Od rana byliśmy na planie teledysku. To znaczy ja byłam. Justin też był, stał na platformie, ale udawałam, że go nie widzę i zajmowałam się swoją pracą. Teledysk wypadł świetnie, organizatorzy i Paul mnie pochwalili więc jestem z siebie bardzo dumna. Nagrywanie trwało do wieczora, a Justin ciągle był. Ale mniejsza z tym, pod wieczór byłam już bardzo zmęczona, ale musieliśmy dokonać jeszcze jakiś poprawek i te podobne. W przerwie na lunch ugryzłam tylko kawałek kanapki i już mnie wołali do następnej sceny.
Co prawda to nie jest mój pierwszy teledysk i mam nadzieję, że nie ostatni, ale ten był najbardziej wyczerpujący i zajmował dużo czasu. Marzę o tym, aby położyć się w łóżku i zasnąć. Jutro będę sobie leniuchowała i chodziła po świątecznych ulicach i centrum z Adrianą. Miałam zamiar iść z Justinem, ale wiecie jaka jest sytuacja, już chyba nie jesteśmy razem. Jeżeli Adriana będzie w ciąży bo mówiła, że coś przeczuwa to będę najszczęśliwszą ciocią na świecie.

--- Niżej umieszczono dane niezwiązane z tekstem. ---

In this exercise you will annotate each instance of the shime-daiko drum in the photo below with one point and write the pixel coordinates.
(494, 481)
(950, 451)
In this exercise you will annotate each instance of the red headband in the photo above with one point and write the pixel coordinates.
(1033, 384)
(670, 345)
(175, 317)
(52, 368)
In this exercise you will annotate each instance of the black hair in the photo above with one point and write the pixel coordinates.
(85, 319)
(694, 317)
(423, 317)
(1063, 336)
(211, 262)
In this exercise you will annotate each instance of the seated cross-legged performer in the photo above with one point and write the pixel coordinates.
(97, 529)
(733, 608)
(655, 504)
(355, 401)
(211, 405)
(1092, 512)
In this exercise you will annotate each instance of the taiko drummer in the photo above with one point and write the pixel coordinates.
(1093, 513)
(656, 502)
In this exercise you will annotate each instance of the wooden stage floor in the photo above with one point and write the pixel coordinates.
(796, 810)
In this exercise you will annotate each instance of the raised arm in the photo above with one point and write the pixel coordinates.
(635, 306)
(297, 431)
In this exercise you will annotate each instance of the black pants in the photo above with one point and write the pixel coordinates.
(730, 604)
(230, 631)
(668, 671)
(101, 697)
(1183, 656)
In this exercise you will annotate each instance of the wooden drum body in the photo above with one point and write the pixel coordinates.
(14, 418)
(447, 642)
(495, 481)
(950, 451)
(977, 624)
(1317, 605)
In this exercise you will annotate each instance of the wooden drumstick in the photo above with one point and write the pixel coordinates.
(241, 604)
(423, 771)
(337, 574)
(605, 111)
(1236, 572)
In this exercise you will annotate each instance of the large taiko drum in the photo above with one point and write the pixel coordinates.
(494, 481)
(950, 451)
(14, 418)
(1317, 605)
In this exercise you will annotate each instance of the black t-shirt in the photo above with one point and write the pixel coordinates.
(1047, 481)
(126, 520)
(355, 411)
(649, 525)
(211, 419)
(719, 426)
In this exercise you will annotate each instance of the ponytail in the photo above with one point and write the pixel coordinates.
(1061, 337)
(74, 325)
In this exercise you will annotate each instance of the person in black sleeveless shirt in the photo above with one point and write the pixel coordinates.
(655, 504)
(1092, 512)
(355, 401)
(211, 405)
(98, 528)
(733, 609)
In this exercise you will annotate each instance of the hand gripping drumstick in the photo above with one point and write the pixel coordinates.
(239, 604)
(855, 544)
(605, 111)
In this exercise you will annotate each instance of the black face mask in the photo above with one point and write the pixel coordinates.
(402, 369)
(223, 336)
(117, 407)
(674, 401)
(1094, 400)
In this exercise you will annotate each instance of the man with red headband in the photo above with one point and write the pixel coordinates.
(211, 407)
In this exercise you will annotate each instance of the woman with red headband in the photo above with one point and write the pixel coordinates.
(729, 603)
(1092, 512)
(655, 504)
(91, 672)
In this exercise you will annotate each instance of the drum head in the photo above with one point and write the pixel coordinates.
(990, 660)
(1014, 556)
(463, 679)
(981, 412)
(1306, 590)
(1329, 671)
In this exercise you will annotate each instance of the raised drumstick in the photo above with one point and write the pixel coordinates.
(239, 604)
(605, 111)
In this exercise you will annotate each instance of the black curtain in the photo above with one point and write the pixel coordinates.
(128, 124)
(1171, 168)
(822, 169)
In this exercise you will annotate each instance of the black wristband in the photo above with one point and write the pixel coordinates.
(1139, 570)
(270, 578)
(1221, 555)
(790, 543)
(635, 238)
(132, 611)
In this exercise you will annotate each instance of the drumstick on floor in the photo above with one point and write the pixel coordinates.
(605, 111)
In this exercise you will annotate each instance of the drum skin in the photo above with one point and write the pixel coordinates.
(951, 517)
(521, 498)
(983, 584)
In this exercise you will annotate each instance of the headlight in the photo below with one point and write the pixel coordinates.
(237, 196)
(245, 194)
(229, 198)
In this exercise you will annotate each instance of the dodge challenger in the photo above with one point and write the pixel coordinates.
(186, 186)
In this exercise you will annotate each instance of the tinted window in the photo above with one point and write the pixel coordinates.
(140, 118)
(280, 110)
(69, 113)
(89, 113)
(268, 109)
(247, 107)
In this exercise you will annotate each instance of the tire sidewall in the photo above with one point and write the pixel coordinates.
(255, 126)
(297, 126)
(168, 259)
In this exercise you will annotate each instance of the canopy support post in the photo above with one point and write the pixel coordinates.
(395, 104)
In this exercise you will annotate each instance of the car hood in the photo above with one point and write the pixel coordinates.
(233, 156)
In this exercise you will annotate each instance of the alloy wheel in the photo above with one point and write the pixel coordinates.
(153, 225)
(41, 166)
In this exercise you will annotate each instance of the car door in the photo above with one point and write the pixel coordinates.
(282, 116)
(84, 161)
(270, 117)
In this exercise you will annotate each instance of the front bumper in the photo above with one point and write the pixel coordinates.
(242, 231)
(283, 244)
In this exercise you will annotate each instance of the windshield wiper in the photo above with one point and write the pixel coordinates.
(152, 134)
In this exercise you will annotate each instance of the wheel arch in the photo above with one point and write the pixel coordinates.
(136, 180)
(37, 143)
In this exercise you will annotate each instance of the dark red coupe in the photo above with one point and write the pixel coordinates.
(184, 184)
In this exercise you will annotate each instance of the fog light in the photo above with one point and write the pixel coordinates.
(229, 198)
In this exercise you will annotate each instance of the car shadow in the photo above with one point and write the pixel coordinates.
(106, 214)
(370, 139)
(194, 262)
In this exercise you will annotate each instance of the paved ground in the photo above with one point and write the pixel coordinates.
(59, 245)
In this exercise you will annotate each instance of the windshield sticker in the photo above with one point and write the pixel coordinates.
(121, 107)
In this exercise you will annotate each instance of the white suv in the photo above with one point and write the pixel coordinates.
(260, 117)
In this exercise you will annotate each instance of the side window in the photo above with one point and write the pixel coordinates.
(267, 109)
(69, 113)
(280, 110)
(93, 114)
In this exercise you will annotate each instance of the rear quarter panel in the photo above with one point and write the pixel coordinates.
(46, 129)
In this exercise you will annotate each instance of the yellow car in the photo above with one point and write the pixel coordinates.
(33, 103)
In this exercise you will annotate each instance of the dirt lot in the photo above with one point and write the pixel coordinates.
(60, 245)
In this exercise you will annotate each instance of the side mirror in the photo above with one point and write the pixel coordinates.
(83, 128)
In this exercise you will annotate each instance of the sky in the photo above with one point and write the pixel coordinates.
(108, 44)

Powiedziała jeszcze, że jak się sprawdzi i test wyjdzie pozytywny zostanę chrzestną, cudownie. We mnie jeszcze nie obudził się instynkt macierzyński i jak na razie chyba nie ma zamiaru. W sumie to dobrze bo z kim miałabym mieć to dziecko? Dobra, koniec tematu. Więc kiedy skończyliśmy teledysk podeszłam do Justina i zapytałam "Czego ty ode mnie chcesz?" Zaczął mi wszystko tłumaczyć i powiedział, że wyjeżdża do Kanady. No super, wyjedzie i zostawi mnie w święta, ale jak sobie chcę. Poradzę sobie. Może to nie będą takie święta jakie sobie wymarzyłam, ale postaram się, żeby były udane nawet bez najbliższej osoby. Ważne, że z rodziną. Dowiedziałam się również, że babci z dziadkiem mają przyjechać więc cudownie. Może te święta jeszcze nie będą takie złe.